Jun 052012
 

"Children from school No. 2 in the Italian district Terrace nr. GeneSt. Many of these children spend their summer vacations in the canning and fruit picking settlements where their parents go to work during the season." Feb. 8, 1910, Buffalo, N.Y. Photo by Lewis Wickes Hine. From the Library of Congress Prints and Photographs Division.

As you may have noticed, I missed posting entirely last week! I have not yet recapped April and May nor given you a theme for June.

I don’t know if that has ever happened before in my 2 years of blogging. There is nothing wrong just overly busy. Our home remodeling project has required more of my time than I was planning for and we then had to add on top of that several birthday parties, ballet rehearsals and life in general. It was just too much.

At this time of year, I imagine many parents are in the same boat. While one might imagine that having a summer “off” would be great and relaxing, in practice I don’t think very many parents have time to think in summer, much less relax. Why is it so busy?
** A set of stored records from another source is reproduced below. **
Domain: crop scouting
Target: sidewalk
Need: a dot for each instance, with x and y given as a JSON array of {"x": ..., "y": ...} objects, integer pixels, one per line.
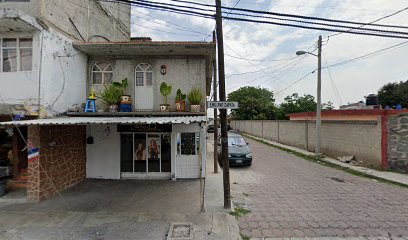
[{"x": 384, "y": 175}]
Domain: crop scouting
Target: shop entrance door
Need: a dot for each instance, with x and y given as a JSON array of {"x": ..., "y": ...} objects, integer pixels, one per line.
[{"x": 146, "y": 155}]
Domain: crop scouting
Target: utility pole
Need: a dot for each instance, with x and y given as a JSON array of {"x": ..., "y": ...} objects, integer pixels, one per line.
[
  {"x": 319, "y": 96},
  {"x": 215, "y": 111},
  {"x": 223, "y": 112}
]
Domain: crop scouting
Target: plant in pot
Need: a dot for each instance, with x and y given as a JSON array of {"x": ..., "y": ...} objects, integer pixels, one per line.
[
  {"x": 180, "y": 101},
  {"x": 165, "y": 90},
  {"x": 111, "y": 96},
  {"x": 195, "y": 97},
  {"x": 125, "y": 100}
]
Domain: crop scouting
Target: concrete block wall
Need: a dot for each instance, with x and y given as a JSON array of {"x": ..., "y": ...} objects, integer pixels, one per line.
[
  {"x": 361, "y": 139},
  {"x": 398, "y": 143},
  {"x": 62, "y": 160},
  {"x": 293, "y": 133}
]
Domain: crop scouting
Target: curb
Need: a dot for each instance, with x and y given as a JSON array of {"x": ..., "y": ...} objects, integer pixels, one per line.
[{"x": 384, "y": 176}]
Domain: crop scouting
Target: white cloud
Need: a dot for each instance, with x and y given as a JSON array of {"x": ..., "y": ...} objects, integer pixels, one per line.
[{"x": 261, "y": 41}]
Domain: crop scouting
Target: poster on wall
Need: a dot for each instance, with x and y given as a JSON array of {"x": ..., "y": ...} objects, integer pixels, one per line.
[
  {"x": 140, "y": 147},
  {"x": 153, "y": 141}
]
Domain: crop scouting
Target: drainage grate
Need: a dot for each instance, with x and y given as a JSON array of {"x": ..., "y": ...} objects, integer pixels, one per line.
[{"x": 180, "y": 231}]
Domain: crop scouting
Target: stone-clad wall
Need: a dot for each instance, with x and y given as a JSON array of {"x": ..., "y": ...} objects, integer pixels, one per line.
[
  {"x": 398, "y": 142},
  {"x": 62, "y": 160}
]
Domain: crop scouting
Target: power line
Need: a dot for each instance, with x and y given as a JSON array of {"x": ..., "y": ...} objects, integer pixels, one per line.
[
  {"x": 374, "y": 32},
  {"x": 288, "y": 15},
  {"x": 261, "y": 60},
  {"x": 322, "y": 24},
  {"x": 379, "y": 19},
  {"x": 276, "y": 70},
  {"x": 367, "y": 55},
  {"x": 300, "y": 79}
]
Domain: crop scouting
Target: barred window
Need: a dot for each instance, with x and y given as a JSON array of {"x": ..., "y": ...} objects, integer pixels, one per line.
[
  {"x": 144, "y": 75},
  {"x": 16, "y": 54}
]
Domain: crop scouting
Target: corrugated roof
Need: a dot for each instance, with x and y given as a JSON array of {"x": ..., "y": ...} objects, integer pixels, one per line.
[{"x": 107, "y": 120}]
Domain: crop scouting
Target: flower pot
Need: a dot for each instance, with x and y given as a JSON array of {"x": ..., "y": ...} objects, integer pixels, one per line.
[
  {"x": 125, "y": 99},
  {"x": 113, "y": 108},
  {"x": 195, "y": 108},
  {"x": 164, "y": 108},
  {"x": 181, "y": 106}
]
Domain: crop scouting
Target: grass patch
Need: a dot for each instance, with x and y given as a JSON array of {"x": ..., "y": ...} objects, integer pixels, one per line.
[
  {"x": 239, "y": 212},
  {"x": 244, "y": 237},
  {"x": 320, "y": 161}
]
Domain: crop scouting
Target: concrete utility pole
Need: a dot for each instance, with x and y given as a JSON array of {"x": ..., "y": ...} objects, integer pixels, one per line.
[
  {"x": 215, "y": 111},
  {"x": 319, "y": 96},
  {"x": 223, "y": 112}
]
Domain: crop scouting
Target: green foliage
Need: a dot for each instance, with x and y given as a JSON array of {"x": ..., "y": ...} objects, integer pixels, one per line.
[
  {"x": 255, "y": 103},
  {"x": 392, "y": 94},
  {"x": 111, "y": 94},
  {"x": 165, "y": 90},
  {"x": 195, "y": 97},
  {"x": 295, "y": 104},
  {"x": 180, "y": 96},
  {"x": 121, "y": 85}
]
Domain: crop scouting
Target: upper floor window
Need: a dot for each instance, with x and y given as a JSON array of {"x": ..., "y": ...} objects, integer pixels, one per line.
[
  {"x": 16, "y": 54},
  {"x": 144, "y": 75},
  {"x": 102, "y": 73}
]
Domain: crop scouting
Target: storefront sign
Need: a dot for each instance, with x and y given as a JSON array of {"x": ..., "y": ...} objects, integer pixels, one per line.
[
  {"x": 223, "y": 105},
  {"x": 145, "y": 128}
]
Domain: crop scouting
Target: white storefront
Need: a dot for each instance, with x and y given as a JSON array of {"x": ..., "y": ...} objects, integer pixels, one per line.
[{"x": 140, "y": 147}]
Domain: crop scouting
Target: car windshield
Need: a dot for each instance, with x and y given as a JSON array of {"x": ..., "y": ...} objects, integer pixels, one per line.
[{"x": 236, "y": 141}]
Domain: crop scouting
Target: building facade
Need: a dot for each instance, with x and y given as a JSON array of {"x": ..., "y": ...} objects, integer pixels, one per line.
[{"x": 53, "y": 54}]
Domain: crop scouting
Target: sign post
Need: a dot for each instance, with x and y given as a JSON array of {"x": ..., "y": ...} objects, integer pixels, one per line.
[{"x": 223, "y": 105}]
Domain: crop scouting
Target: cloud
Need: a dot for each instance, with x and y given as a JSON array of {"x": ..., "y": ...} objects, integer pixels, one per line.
[{"x": 255, "y": 41}]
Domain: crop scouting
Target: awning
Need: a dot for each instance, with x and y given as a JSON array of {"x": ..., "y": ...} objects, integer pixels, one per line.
[{"x": 107, "y": 120}]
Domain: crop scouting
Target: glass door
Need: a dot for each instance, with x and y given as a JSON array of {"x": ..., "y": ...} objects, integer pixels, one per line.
[{"x": 144, "y": 153}]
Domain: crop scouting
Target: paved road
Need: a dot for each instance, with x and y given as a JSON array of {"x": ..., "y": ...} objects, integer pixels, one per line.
[{"x": 291, "y": 197}]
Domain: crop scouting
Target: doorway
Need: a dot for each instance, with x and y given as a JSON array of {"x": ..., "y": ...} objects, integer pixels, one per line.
[{"x": 146, "y": 155}]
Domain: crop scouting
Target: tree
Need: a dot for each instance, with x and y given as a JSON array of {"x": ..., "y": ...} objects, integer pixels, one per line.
[
  {"x": 392, "y": 94},
  {"x": 255, "y": 103}
]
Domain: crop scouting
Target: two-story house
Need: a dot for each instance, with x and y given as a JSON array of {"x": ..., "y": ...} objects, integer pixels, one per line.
[{"x": 144, "y": 143}]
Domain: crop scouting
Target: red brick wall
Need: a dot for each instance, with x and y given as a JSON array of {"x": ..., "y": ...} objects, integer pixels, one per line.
[{"x": 62, "y": 161}]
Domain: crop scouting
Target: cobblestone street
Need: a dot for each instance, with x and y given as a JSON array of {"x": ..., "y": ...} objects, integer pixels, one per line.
[{"x": 291, "y": 197}]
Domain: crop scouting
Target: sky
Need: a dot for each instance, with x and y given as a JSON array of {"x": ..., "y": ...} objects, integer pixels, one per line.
[{"x": 264, "y": 55}]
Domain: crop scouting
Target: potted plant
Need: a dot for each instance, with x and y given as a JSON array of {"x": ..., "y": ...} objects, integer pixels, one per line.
[
  {"x": 195, "y": 97},
  {"x": 111, "y": 96},
  {"x": 165, "y": 90},
  {"x": 125, "y": 100},
  {"x": 180, "y": 101}
]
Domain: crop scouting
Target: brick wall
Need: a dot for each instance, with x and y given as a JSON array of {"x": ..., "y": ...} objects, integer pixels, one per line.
[
  {"x": 398, "y": 143},
  {"x": 339, "y": 138},
  {"x": 62, "y": 161}
]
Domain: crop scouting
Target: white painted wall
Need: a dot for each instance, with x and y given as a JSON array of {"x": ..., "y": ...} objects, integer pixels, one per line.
[
  {"x": 187, "y": 166},
  {"x": 63, "y": 73},
  {"x": 58, "y": 76},
  {"x": 103, "y": 156},
  {"x": 21, "y": 87},
  {"x": 183, "y": 73}
]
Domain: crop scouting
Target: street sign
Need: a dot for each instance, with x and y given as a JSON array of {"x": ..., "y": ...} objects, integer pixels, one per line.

For some parents it could be the adjustment to a new schedule. During the school year, things are certainly always busy but there is a predictable routine to it all. Now that school is out (or nearly out), simple things are about to change for many parents. For example, you might be used to making a quick grocery run sans kids in about 20 minutes. The same trip with children might take an hour. It takes more effort to clean and tidy the house when more people are about and more time needs to be spent preparing meals, doing laundry, and driving to activities. Summer vacations consume a lot of time, money and effort. Summer camps and classes do too.

In our homeschooling household, summer isn’t really time off but rather an important part of our academic year. It is one of the few times of year when homeschooled students have the opportunity to mix in with other children so for us that means extra effort to socialize and drive to activities and classes. It is also time to start planning curriculum for the fall.

So, after you tally up all the extra demands on your life, it’s no wonder things are busy in summer.

How can you reduce your stress in this situation?

Honestly, all I can answer here is that I don’t know and that if you find out, please tell me! Organization certainly helps but sometimes there isn’t even time to organize. On this point, I am turning to a professional for help, namely Marcia Francois, whose new book Live Organised just came out.

This is on my June reading list. I bought Marcia’s book when she was offering a special promotion where you could get a copy of her eCourse “Break out of overhwhelm.” (If you didn’t know, Marcia is South African and I love her use of the English language.) If anyone needs to “Break out of overwhelm” right now, it is me!

So for June, on my blog I am going to cut myself a bit of slack. My blogging goals are to:

  • Post random odds and ends about things I am organizing in our life lately.
  • Finish up my gardening and summarize the garden-related posts from the last two months.
  • Read and review Marcia Francois’ book and eCourse.

Thank you for reading and sticking with me. Curiously, I think it might be helpful both to myself and to you to keep blogging during the busiest times of my life as that is the time when we really need to put our organizational strategies to the test.

Do you forecast a hectic or relaxed summer for yourself and/or your family? Please share in the comments.

 Posted by on June 5, 2012 General Tagged with: , ,

  One Response to “June’s Theme: The Lazy Days of Summer . . . NOT!”

  1. Sounds like a good plan. And you can change it if you need to. I am reading and listening to many sources about getting out from under being overwhelmed. Let’s all take care!